Editor’s Note: Erwan Gelebart, who was JazzCash’s CEO at the time of this interview, is no longer with the company.

It’s the fifth-largest country in the world based on population, but Pakistan and its millions of small merchants have been overlooked as the shift to digital hasn’t always meant giving them an easy way to accept cashless payments, according to JazzCash CEO Erwan Gelebart.

It’s one of the many reasons that small- to medium-sized businesses (SMBs) are central to JazzCash’s business.

“Even if consumers have the money and the willingness to pay for goods and services and the mobile wallets to use, merchants are the ones either accepting or declining” the method of payment based on what they can support,” he said.

Like many countries, Pakistan saw an eCommerce boom in the last 15 months due to the global pandemic, and retailers who were previously not using digital payments or selling online were forced to move online and open an account.

“They understood that for their business to survive, they needed to be less dependent on their physical outlets and accept digital payments,” Gelebart told PYMNTS’ Karen Webster.

Launched in 2012, the payments company has reduced the burden on merchants by making it easier to activate business accounts on the JazzCash platform, making self-registration more seamless and digital payments more efficient for business owners and merchants. Merchants download the app to capture relevant documents for standard know your customer (KYC)/anti-money laundering (AML) checks. In a few hours, merchants have an account and are ready to accept digital payments, Gelebart said.

An important feature in the business app is an invoicing system that allows businesses to bill their customers directly from their business app for services from a payment link received via email.

In a span of 15 months, the company has grown to be the leading mobile wallet platform and payment acceptance network in Pakistan, making it easy for merchants who started their own delivery service for example, to receive payments after deliveries to consumers’ homes.

Solving Merchant Onboarding In Developing Markets

Pakistan is known to be highly cash-dependent, so getting merchants comfortable with accepting digital payments — and then receiving funds into their bank accounts — also became an important part of the onboarding process. Many of these merchants don’t have a bank account, and for others, JazzCash is usually the first non-cash system they’re exposed to.

Gelebart said that “field soldiers” go storefront to storefront, explaining all of the reasons that cashless is a better, more secure payments option, and one that has the potential to bring more consumers with JazzCash apps to their doors.

Merchants who accept a JazzCash payment receive the funds immediately in their JazzCash account.

This onsite onboarding option, as well as the business applications that these now digital merchants need to operate their businesses has been key to JazzCash’s expansion across the country, building trust in the process, as “the same person will visit the same merchant until he’s comfortable using the system,” Gelebart said.

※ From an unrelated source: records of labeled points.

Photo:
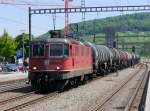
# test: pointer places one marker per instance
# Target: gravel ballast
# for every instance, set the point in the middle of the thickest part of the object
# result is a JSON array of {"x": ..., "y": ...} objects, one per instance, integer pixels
[{"x": 84, "y": 96}]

Regional Challenges For Digital Transformation

Even though smartphone penetration has significantly increased over the last few years, launching a super app in locations like Pakistan can solve more than just the app fragmentation challenges that pique the interest of consumers in developed markets, he said.

The prevalence of low-cost smartphones with limited storage capacity in emerging economies makes a super app with the key functionality powered by mini-apps more efficient and less costly. Gelebart said the super app that will prevail will end up being “the gateway to pretty much everything.”

“That’s obviously a position you want to have in this market,” he added.

Looking ahead, JazzCash plans to offer more dedicated services for the hundreds of thousands of merchants it currently serves. Instant loans that have been offered to consumers for years have now been extended to merchants, for example.

Gelebart said companies operating in these geographies can’t simply stop at being FinTech or digital firms; they have a duty to educate millions of Pakistanis on how to use a mobile account in addition to extending that information to merchants and helping them better understand why it’s convenient for them.

“We’ve learned a lot about these merchants, and the more we discuss with them, the more feedback we get from them,” Gelebart said. “We see how important the opportunities are to better serve them.”